MODISMOS - Crônica - Julio Portus Cale
MODISMOS
(Crônica politicamente incorreta de Júlio
Portus Cale)
—
Antigamente era o tal do respaldo — disse-me Roberval.
—
Era mesmo — respondi.
Roberval
prosseguiu:
—
Quem quisesse se reeleger, tinha de pôr o respaldo no discurso. Era com
respaldo nisto, com respaldo naquilo... Se não tivesse respaldo,
fosse no que fosse, não se ganhava eleição.
—
Mas, agora, ninguém — por não ter mesmo respaldo algum —, fala mais em respaldo.

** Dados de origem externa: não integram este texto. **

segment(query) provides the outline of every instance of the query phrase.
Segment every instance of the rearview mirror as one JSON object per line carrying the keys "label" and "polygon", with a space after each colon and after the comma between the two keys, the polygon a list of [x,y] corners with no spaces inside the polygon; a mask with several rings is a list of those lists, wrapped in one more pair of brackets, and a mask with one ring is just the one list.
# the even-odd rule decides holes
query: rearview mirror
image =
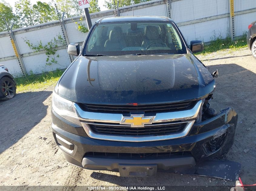
{"label": "rearview mirror", "polygon": [[71,43],[68,46],[68,53],[69,54],[78,56],[80,53],[80,46],[78,43]]}
{"label": "rearview mirror", "polygon": [[204,43],[201,40],[190,41],[190,50],[193,53],[202,51],[204,49]]}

Respaldo já não respalda ninguém...
—
É verdade — concordou Roberval. — Em compensação, todo mundo é resiliente.
Nunca vi tanta resiliência em minha vida. Mas pergunte a qualquer um o
que é resilir um contrato. Será que alguém sabe?
—
Sabe nada! É preciso muita resiliência para aguentar tanta resiliência. E o tal do...
—
Já sei! — emendou Roberval. — Já sei o
que você vai dizer, Constantino: o tal do sustentável. Tudo, hoje em
dia, tem de ser sustentável. Da cadeira de ônibus ao papel higiênico.
Sem sustentabilidade — verdadeira ou falsa —, ninguém vende nada. Nem a
alma ao resiliente Diabo.
—
E o dialoga?
—
Pois é — disse Roberval, entediado. — É texto que dialoga com isso e com
aquilo...
—
Vive batendo papo no telefone. Se há monografia ou tese sem o dialoga, o
fulano leva pau!
—
Ora, se não leva!
—
E a turma — emendei — tem de ser empoderada. Caso não haja o empoderamento, não há
discurso de político.
—
Verdade, Constantino. E o que é mais importante: é preciso ser muito resiliente
e “dialogante” para aguentar o empoderamento de minha nada sustentável
sogra — concluiu Roberval, nada politicamente correto.